Sobre todo, te encuentras contigo mismo. Qué perdido estaba, creyendo que todo lo tenía controlado. El trombo ocular fue la oportunidad para encontrarme a mí mismo. Quizás por eso perdí mi visión externa. Tanto correr… ¿hacia dónde? ¿Y si en el fondo me estaba perdiendo en el laberinto de mi propio ego? Corriendo, perdiendo la conexión con la realidad… perdiendo la visión. Hoy siento que he encontrado nuevas razones por las cuales vale la pena vivir. Y he redescubierto el valor de la salud integral. No se pueden separar las emociones de las patologías del cuerpo, como no se puede separar la mente de la materia, ni la espiritualidad de la biología y de la herencia familiar. No se puede fragmentar el ser humano en partes, ni reducirlo a un mecanismo de estudio para las diferentes disciplinas científicas y médicas, tan superespecializadas. Somos materia, energía, conciencia y espíritu. Las enfermedades se producen por la falta de armonía de estos diferentes niveles. La mayor parte de nuestras patologías tienen que ver con lo que comemos, con lo que sentimos, con lo que pensamos y con lo que vivimos, con todas nuestras emociones y contradicciones internas. La salud comienza cuando nos aceptamos tal y como somos, y con nuestra capacidad de abrirnos a los demás y aprender de ellos.

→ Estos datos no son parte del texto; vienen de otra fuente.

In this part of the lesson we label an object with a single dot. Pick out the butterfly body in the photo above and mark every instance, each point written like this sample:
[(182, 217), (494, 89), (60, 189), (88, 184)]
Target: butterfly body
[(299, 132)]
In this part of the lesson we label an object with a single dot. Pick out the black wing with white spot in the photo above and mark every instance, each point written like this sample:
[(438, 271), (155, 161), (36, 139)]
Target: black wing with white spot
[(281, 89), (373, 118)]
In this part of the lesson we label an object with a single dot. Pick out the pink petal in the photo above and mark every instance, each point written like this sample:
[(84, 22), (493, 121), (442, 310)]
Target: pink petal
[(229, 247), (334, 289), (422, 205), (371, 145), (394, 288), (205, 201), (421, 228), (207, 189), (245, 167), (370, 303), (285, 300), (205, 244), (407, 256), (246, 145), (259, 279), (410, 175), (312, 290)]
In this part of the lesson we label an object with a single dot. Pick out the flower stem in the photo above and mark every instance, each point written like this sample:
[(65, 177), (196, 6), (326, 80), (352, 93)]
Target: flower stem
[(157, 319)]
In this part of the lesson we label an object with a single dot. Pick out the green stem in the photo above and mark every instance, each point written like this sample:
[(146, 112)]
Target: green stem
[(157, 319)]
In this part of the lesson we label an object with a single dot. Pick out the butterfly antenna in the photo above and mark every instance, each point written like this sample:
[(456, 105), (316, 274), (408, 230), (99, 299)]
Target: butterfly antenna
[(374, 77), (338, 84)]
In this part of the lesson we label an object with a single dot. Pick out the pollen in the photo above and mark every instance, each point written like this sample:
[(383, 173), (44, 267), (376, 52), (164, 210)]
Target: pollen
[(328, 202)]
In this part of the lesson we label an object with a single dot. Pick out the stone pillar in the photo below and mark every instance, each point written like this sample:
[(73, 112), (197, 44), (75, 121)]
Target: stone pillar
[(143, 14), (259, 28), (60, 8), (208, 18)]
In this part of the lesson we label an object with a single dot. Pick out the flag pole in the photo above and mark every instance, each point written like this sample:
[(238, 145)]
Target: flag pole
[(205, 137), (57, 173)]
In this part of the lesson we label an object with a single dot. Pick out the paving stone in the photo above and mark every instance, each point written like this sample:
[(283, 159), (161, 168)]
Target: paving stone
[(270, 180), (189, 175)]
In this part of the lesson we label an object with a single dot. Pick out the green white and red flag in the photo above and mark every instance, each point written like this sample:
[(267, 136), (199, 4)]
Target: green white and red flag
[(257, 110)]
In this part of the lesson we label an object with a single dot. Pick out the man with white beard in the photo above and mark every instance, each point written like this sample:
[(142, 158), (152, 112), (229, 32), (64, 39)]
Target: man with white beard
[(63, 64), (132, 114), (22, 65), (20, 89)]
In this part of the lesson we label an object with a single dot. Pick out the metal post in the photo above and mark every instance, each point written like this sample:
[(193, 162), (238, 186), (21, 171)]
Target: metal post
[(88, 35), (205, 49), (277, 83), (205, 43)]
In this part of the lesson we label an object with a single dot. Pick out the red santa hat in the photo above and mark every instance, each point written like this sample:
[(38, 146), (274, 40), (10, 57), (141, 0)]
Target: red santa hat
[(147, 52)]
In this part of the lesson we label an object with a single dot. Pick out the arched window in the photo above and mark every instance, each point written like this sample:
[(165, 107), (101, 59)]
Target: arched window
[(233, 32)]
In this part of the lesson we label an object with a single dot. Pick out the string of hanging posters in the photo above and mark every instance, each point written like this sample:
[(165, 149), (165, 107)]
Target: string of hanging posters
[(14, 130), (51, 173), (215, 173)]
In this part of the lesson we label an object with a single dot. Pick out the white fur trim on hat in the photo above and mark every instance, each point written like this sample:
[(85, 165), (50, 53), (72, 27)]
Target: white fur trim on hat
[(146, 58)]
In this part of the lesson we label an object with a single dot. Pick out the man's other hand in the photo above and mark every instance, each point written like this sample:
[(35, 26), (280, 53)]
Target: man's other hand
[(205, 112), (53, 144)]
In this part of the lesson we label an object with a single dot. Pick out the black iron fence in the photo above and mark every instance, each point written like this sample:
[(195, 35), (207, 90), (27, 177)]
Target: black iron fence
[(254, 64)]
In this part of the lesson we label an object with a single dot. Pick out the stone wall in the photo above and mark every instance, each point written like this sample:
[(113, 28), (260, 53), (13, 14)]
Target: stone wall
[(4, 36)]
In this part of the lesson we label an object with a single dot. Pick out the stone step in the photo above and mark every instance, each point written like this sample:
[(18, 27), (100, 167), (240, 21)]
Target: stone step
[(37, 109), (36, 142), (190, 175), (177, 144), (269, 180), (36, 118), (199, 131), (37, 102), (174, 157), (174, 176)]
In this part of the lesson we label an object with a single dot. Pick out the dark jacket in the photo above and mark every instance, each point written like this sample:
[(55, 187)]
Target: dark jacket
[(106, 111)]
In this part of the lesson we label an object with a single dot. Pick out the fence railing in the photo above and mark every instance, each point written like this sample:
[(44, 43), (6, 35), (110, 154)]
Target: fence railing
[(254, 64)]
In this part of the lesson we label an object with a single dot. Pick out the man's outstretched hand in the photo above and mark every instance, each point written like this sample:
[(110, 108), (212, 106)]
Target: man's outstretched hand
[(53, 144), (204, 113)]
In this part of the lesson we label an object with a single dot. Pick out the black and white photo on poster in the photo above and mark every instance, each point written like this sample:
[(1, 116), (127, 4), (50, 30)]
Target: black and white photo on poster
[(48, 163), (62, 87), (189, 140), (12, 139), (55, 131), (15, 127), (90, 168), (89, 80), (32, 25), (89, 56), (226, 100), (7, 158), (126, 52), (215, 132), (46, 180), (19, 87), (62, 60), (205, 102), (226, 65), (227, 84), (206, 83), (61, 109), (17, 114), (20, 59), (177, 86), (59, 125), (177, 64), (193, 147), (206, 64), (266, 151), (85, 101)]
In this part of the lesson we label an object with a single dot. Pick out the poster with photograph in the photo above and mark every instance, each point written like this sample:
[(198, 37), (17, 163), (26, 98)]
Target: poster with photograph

Solo así encontraremos la auténtica salud que nos llevará a vivir en plenitud. Se trata de abrazar la vida, a pesar de las dificultades y reveses que continuamente nos ponen a prueba.

En este camino, el silencio es un aliado. Con él aprendes a poner la distancia justa entre tú  y la realidad. A través de él reencuentras el verdadero sentido de la existencia y tu misión en la vida. Os lo aseguro: no solo se agudiza la visión en un sentido amplio, sino también los otros sentidos. Perdiendo visión, encontré una perla perdida: ver el mundo con otros ojos.